Gemma 4 QAT with Hermes Agent & OpenClaw: Local AI Agents on 16GB

Gemma 4's quantization-aware training checkpoints make capable local agents practical on hardware you already own. This guide pairs the QAT models with Hermes Agent and OpenClaw via Ollama, covering model selection, the right Ollama tags, function-calling config, model routing, and the gotchas that break tool calling. Verified against the June 5, 2026 QAT release.

Lushbinary Team

Lushbinary Team

AI & Automation

Gemma 4 QAT with Hermes Agent & OpenClaw: Local AI Agents on 16GB

A self-hosted AI agent is only as practical as the hardware it demands. Until recently, running a model good enough for reliable tool calling meant a 24GB GPU or a cloud API bill. Google's Gemma 4 Quantization-Aware Training (QAT) checkpoints, released June 5, 2026, change that math: the 26B-A4B model that makes a capable agent now loads in roughly 15GB and runs on a 16GB laptop, with near-original quality (source).

That unlocks a genuinely useful setup: a private, zero-API-cost agent that lives on your machine. This guide pairs the Gemma 4 QAT models with two of the most popular self-hosted agent frameworks, Nous Research's Hermes Agent and OpenClaw, both served through Ollama. You will see which QAT model to pick, the exact Ollama tags, how to wire function calling correctly, model routing, and the specific mistakes that quietly break tool calling.

If you want the deep dive on QAT itself - the four formats, the memory math, and the conversion gotcha - read our Gemma 4 QAT self-hosting guide first. This article focuses on turning a QAT model into a working agent.

What This Guide Covers

  1. Why QAT Makes Local Agents Practical
  2. Hermes Agent vs OpenClaw: Quick Orientation
  3. Choosing the Right QAT Model for an Agent
  4. Serving Gemma 4 QAT with Ollama
  5. Wiring Up Hermes Agent
  6. Wiring Up OpenClaw
  7. Function Calling: Getting Tool Use Right
  8. Model Routing & Cloud Fallback
  9. Troubleshooting Common Issues
  10. Why Lushbinary for AI Agent Development

1Why QAT Makes Local Agents Practical

Agents are demanding in a way chatbots are not. Every turn may involve choosing a tool, formatting structured arguments, reading the result, and deciding the next step. Small quality losses that a chatbot would shrug off can break an agent: a malformed tool call stalls the whole workflow. That is why running a capable model mattered, and why memory was the blocker.

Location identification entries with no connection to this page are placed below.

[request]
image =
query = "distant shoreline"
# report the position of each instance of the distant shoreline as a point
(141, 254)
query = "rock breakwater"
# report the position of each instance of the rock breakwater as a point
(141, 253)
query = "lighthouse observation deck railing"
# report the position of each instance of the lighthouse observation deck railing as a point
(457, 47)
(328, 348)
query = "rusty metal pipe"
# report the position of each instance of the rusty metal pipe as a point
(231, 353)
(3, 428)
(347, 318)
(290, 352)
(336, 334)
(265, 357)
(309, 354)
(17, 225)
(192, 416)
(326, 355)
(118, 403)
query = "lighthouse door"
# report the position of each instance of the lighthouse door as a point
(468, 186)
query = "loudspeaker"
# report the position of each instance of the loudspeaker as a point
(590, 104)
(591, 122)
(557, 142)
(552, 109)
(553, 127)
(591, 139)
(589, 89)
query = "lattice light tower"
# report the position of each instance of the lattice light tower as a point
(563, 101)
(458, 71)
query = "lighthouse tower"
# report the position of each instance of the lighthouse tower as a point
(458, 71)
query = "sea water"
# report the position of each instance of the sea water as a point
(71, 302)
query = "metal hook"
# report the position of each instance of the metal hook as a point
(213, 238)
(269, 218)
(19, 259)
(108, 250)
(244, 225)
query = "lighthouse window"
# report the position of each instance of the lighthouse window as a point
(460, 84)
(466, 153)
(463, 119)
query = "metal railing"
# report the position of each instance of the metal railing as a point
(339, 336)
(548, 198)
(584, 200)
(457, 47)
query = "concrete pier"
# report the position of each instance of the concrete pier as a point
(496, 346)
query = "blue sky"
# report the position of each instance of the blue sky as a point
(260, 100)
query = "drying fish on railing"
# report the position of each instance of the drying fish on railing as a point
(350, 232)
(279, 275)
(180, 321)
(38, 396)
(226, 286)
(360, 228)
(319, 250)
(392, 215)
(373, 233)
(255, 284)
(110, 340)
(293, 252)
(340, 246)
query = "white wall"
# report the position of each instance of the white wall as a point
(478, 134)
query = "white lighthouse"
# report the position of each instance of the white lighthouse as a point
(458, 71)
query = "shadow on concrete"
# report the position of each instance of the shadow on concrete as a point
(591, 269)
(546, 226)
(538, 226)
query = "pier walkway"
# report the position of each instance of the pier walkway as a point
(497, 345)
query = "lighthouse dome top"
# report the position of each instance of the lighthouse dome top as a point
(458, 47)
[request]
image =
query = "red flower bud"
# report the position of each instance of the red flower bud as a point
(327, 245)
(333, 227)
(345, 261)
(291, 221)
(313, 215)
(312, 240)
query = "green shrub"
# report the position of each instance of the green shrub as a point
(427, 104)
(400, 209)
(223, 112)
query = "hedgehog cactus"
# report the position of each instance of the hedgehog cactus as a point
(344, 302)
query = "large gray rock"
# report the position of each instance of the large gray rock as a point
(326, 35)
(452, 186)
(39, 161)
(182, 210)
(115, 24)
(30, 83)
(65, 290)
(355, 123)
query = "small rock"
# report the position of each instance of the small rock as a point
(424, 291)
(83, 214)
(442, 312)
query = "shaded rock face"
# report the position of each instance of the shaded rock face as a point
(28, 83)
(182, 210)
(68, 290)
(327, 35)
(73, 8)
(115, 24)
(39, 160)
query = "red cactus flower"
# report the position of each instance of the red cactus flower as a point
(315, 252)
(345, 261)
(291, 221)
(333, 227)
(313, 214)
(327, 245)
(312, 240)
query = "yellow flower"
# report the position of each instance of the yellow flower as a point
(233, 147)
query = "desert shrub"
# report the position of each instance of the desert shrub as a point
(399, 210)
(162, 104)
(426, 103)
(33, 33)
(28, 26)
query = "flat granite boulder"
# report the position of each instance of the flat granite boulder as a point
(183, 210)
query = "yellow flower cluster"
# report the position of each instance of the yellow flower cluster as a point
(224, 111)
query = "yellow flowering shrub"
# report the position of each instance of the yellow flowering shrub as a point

QAT removes the blocker without removing the quality. Because the compression is learned during training rather than bolted on afterward, the 4-bit model behaves close to the full-precision one. Google reports roughly 72% lower memory with quality higher than standard post-training quantization at the same compression. The practical effect for agents:

  • Capable model, modest hardware. The 26B-A4B runs in ~15GB, so a 16GB laptop hosts an agent that reasons and calls tools reliably.
  • Zero API cost. No per-token billing on a runaway agent loop. The only cost is electricity.
  • Full privacy. Prompts, files, and tool outputs stay on your machine.
  • Native function calling preserved. QAT does not touch the architecture, so structured tool use still works.

2Hermes Agent vs OpenClaw: Quick Orientation

Both are self-hosted agent frameworks that connect a local model to tools and messaging channels, but they suit different goals:

AspectHermes AgentOpenClaw
OriginNous ResearchOpen-source community project
StrengthSelf-improving loop, skills, multi-model routingMessaging channels, large skill ecosystem
Model connectionOpenAI-compatible endpointNative Ollama provider
Best forA learning assistant that improves over timeA chat-app assistant with broad integrations

You can run either, or both. For a head-to-head, see our Hermes vs OpenClaw comparison. The good news: the Gemma 4 QAT serving setup is identical for both, so you configure Ollama once and point each framework at it.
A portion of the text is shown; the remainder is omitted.